Belers, he was named! Sir Roger Belers of Kirby Bellers. A name to drive fear into the heart of any man. Once a sworn ally of Earl Thomas of Lancaster, he had deserted that cause as soon as he saw how the wind was changing, and even as the earl was murdered by his cousin the king, Belers was scurrying off to curry favour. He was welcomed with open arms by the king and Despenser, and by the middle of the year, had been made a baron of the Treasury.

Avarice. The word could have been exemplified by a picture of Belers. There was no one in the whole of the shire who would regret his passing. For him, Richard Folville, this baron of the Treasury was nothing more than a thief who stole with the king’s consent. No better than the foul Despenser himself.

Belers was highly favoured by the king for his change of heart before the Lords Marcher rode to defy Edward’s favourite, Despenser. After the Battle of Boroughbridge, which saw the king’s enemies defeated, Belers was made a commissioner of the lands of those who had stood with the Lords Marcher. And soon he began to throw his weight around, making an enemy of all those who lived in the county. He had no friends here.

There was a sudden burst of sound.
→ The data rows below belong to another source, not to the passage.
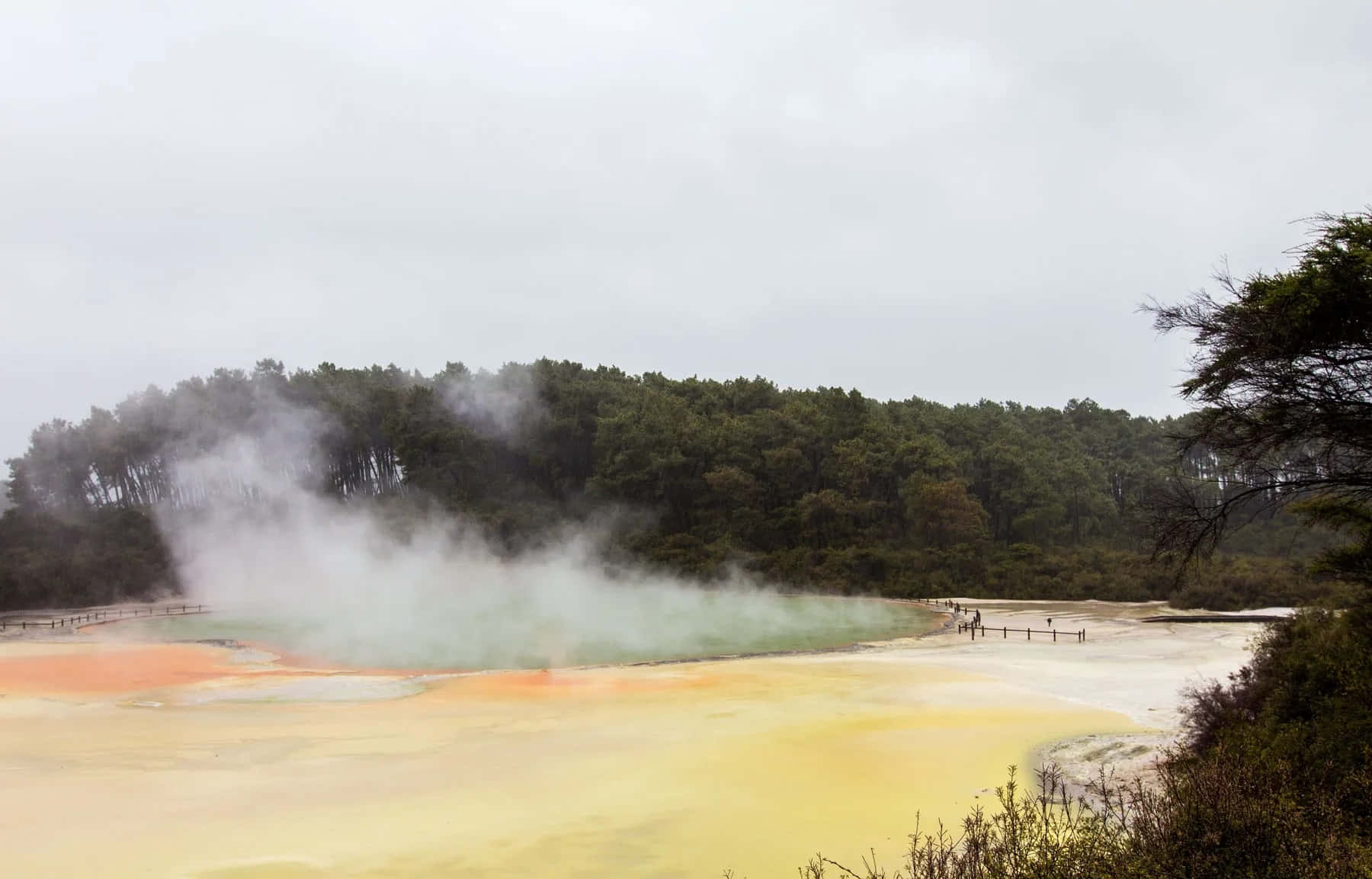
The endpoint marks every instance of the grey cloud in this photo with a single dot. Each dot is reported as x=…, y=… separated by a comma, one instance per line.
x=948, y=201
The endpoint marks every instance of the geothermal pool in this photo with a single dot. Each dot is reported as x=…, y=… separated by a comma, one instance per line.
x=508, y=633
x=127, y=756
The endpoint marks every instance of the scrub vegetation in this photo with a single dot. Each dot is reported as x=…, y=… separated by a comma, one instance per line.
x=1274, y=776
x=814, y=489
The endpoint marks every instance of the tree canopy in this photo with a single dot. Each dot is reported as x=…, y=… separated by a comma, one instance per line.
x=1283, y=374
x=822, y=489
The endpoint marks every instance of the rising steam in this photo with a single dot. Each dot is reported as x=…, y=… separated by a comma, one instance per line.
x=334, y=580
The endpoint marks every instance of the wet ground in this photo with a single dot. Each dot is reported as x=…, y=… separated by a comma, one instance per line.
x=217, y=763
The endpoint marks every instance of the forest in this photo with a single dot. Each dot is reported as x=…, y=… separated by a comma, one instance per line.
x=807, y=489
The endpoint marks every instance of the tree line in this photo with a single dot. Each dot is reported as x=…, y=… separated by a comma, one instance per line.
x=823, y=489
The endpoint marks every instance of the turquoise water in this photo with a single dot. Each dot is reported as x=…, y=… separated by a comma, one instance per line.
x=644, y=626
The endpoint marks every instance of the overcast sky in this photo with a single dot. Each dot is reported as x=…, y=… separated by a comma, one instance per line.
x=953, y=201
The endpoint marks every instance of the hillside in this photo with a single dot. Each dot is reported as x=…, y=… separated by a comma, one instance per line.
x=821, y=489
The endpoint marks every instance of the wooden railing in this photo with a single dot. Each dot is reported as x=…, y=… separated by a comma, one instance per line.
x=987, y=631
x=1080, y=635
x=96, y=616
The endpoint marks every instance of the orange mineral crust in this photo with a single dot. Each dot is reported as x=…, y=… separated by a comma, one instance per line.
x=96, y=668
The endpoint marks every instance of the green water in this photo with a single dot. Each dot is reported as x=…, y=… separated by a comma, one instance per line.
x=509, y=634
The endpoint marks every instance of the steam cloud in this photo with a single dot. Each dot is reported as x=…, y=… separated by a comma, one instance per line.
x=332, y=580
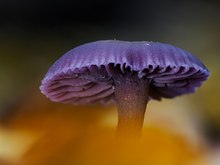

Belers’s palfrey had smelled something, and now it neighed, tossing its head, unnerved. Woken from his reverie, Belers glanced about him even as Richard’s brother Eustace roared, ‘Now!’ and leaped forward. Richard scrambled to his feet, but he was already too late. His brothers and the others were quicker — more used to ambush and fighting.

Richard thrust himself through the brambles and hollies: before him was a mass of struggling men, and the air was loud with hoarse cries and screams, swords clattering against knives, knives against cudgels, cudgels against staves. All his learning rebelled at the sight and sounds — but he was thrilled, too. He saw a short man with a steel cap fall under a flurry of blows from his brother Walter and Ralph la Zouche, blood spraying up and over the three. A man-at-arms was flying away, darting along the road like a rabbit with a hound after him, and Richard’s other brother Robert sprinted off after him, pulling him down and sliding his sword into the man’s kidneys, while the fellow shrieked and thrashed about.